In recent years, it has become increasingly popular for many financial advisors to call themselves “wealth managers” to differentiate themselves, just as a decade or two ago it was popular to use the term “financial advisor” to differentiate from the stockbrokers and insurance agents.
Yet a recent study from IMCA has sought to better define what “wealth management” really means–and their conclusions imply that it is far more than just a fancy label for advice, and instead constitutes unique job tasks and specialized knowledge and skills different from financial planning and designed to serve a unique type of client: those with at least $5 million of net worth.
If it gains momentum, the implications of the IMCA study are significant, as it implies that some advisors are using a label that is not an accurate description of the knowledge they have and services they provide, and that those who really do wish to work in this area may need to get further training and education. While that is arguably a conflicted perspective for IMCA, as their Certified Private Wealth Advisor (CPWA) certification is intended to target this exact space, it nonetheless remains a valid point: if the job tasks, knowledge, and skills of wealth management really are different than financial planning, then people should use labels that describe what they really know, do and deliver to clients, and should be educated accordingly.
The inspiration for today’s blog post is the release of the new white paper “Defining Wealth Management: Serving High-Net-Worth Clients with a Distinct Body of Knowledge” from IMCA, which discusses the results of a Job Analysis Survey conducted by the organization to better understand what “ wealth management” really is in the first place.
The IMCA Study
IMCA’s job analysis survey on wealth management ties to its Certified Private Wealth Advisor (CPWA) certification–in fact, it’s the same process that the CFP Board used to define its job task domains and body of knowledge topic areas, and is standard for certifications seeking accreditation.
To complete the process, IMCA started by having a volunteer committee establish a tentative set of job tasks, knowledge, and skills, then sent out a survey to financial professionals to determine how relevant and accurate those were. The results were reviewed to determine which were most relevant and appropriate.
The final results were based on 400 responses, which were subsequently winnowed down to approximately 250 responses (after eliminating some responses due to insufficient job experience, too many clients below $1 million of net worth, etc.). The final responses spanned a wide range of industry channels, including brokerage/wirehouse firms, bank and trust companies, and independent firms.
Conclusions of the IMCA Study
The basic conclusion of the study was that wealth management is “a distinct field of practice through which qualified professionals help high-net-worth clients achieve their goals and objectives related to the accumulation, protection and distribution of wealth by applying a set of specialized knowledge and skills.” The bold parts of the preceding statement represent the particular areas, which according to the study, establish the defining characteristics of wealth management.

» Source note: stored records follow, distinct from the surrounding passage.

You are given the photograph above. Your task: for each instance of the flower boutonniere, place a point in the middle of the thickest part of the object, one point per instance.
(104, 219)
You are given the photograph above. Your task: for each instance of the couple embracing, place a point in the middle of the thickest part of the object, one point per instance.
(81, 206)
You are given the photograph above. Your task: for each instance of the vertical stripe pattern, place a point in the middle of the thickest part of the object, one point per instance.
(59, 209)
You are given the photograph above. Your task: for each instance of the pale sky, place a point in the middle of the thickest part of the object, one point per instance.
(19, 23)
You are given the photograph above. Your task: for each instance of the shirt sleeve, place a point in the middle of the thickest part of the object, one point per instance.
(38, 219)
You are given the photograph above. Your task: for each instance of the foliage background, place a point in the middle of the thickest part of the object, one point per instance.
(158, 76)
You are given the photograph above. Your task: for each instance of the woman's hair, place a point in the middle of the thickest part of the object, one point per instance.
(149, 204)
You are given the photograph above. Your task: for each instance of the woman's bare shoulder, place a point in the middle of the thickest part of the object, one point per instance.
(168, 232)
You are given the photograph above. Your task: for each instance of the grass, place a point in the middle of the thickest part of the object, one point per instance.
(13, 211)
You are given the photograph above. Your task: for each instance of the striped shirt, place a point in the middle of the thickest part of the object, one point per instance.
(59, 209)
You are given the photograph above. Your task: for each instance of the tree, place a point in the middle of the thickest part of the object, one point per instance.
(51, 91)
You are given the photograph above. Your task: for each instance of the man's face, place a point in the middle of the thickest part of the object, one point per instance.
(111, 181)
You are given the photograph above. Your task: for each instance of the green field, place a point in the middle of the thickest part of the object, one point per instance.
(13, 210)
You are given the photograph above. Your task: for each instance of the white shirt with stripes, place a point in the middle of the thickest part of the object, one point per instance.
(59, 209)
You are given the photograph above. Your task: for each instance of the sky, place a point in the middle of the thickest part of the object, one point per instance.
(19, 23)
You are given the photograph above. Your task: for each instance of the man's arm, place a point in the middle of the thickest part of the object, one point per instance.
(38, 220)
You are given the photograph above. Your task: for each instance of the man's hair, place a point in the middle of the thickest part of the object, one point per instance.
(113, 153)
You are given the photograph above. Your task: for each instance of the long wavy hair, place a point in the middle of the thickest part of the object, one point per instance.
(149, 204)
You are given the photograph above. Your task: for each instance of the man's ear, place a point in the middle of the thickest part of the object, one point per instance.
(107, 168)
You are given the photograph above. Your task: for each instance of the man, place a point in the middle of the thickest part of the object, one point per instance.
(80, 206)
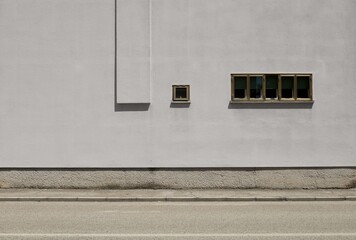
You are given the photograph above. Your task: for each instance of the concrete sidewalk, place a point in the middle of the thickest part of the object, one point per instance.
(80, 195)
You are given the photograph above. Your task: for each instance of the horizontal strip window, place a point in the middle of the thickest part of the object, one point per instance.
(271, 88)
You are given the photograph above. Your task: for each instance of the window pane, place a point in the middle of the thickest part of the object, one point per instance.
(303, 86)
(271, 86)
(255, 86)
(181, 93)
(240, 86)
(287, 86)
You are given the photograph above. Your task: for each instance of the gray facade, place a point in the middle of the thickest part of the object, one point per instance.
(72, 72)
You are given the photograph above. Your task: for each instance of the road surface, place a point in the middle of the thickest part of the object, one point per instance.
(178, 220)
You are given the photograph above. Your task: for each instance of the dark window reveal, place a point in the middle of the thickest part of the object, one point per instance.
(287, 86)
(256, 86)
(240, 86)
(271, 86)
(180, 93)
(303, 86)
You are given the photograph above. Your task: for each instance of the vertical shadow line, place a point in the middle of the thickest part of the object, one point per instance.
(115, 55)
(150, 39)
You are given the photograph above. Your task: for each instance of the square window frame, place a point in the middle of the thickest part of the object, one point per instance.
(180, 100)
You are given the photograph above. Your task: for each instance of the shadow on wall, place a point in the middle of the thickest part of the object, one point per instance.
(271, 106)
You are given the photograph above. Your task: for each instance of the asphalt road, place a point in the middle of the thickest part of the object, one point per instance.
(178, 220)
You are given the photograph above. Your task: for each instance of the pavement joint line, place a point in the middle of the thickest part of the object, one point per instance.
(177, 234)
(178, 199)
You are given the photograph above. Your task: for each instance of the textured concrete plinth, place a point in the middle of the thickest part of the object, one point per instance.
(281, 178)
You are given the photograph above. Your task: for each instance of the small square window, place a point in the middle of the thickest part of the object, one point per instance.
(181, 93)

So what does high net worth mean in this context? Overwhelmingly, the most common response was that $5 million of net worth is the starting point for wealth management. In terms of specialized knowledge and skills, the study highlighted four major knowledge domains, each with two or three subsections sections:
1. Domain I: Human Dynamics
- Section 1: Ethics
- Section 2: Applied Behavioral Finance
- Section 3: Family Dynamics
2. Domain II: Wealth Management Strategies
- Section 4: Tax Strategies and Planning
- Section 5: Portfolio Management
- Section 6: Risk Management & Asset Protection
3. Domain III: Client Specialization
- Section 7: Client Focus–Executives
- Section 8: Client Focus –Closely-Held Business Owner
- Section 9: Client Focus –Retirement
4. Domain IV: Legacy Planning
- Section 10: Charitable Giving
- Section 11: Estate Planning and Wealth Transfer
Notably, the principal topics above have overlap to the broad topic list for CFP certification, but it’s only partial overlap: the major sections for CFP certification include General Principles of Financial Planning, Insurance Planning, Investment Planning, Income Tax Planning, Retirement Planning, Estate Planning, Interpersonal Communication, and Professional Conduct and Fiduciary Responsibility. The fundamental point is that while wealth management is similar to financial planning, it’s not quite the same thing and doesn’t utilize the same knowledge and skills.

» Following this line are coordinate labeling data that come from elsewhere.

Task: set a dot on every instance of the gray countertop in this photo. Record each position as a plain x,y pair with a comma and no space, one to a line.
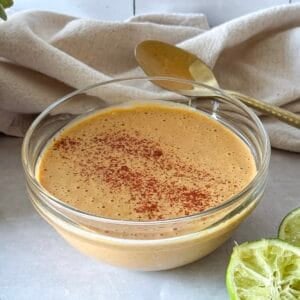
35,263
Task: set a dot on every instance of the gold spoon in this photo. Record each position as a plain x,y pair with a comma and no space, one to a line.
161,59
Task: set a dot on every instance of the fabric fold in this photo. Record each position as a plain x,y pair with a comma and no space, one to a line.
44,55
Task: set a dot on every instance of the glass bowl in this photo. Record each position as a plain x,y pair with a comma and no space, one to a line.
146,245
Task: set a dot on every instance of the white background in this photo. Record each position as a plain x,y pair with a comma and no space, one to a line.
35,263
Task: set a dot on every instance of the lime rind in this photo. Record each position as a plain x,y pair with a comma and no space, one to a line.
289,229
264,269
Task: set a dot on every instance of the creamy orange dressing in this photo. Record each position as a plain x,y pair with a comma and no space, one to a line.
145,162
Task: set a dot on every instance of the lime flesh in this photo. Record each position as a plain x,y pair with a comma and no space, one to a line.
289,229
268,269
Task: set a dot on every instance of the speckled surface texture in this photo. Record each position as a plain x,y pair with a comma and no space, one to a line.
35,263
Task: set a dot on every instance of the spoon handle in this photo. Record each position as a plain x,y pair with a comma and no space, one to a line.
269,109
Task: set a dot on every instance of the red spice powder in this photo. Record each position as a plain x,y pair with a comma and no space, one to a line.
148,192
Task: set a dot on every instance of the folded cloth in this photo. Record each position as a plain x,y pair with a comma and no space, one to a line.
45,55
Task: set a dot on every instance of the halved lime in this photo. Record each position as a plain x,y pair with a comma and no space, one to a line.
268,269
289,229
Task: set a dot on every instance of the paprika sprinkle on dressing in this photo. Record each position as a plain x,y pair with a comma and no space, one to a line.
145,161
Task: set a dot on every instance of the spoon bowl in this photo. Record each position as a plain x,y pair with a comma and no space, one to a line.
157,58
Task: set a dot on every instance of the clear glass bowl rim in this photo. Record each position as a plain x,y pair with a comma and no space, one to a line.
265,150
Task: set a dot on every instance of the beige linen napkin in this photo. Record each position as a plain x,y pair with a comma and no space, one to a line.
45,55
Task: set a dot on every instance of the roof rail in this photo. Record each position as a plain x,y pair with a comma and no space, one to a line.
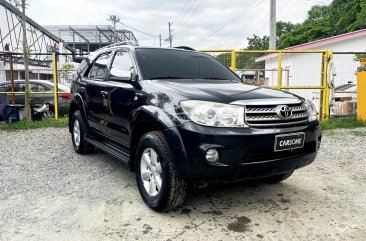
133,43
185,47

In fact, as I’ve written in the past, the real planning issues and technical complexities involved are often quite different between financial planning and wealth management clients, from CRTs and GRATs and IDGTs that are relevant for a high-net-worth client, but not a “mere” millionaire, to planning for the claiming and taxation of Social Security benefits that is highly relevant to a millionaire but simply not material for a deca-millionaire, to the unique issues of business sales and corporate executive compensation, to the unique family dynamics that emerge at the intersection of traditional family issues and the transfer of very large amounts of money.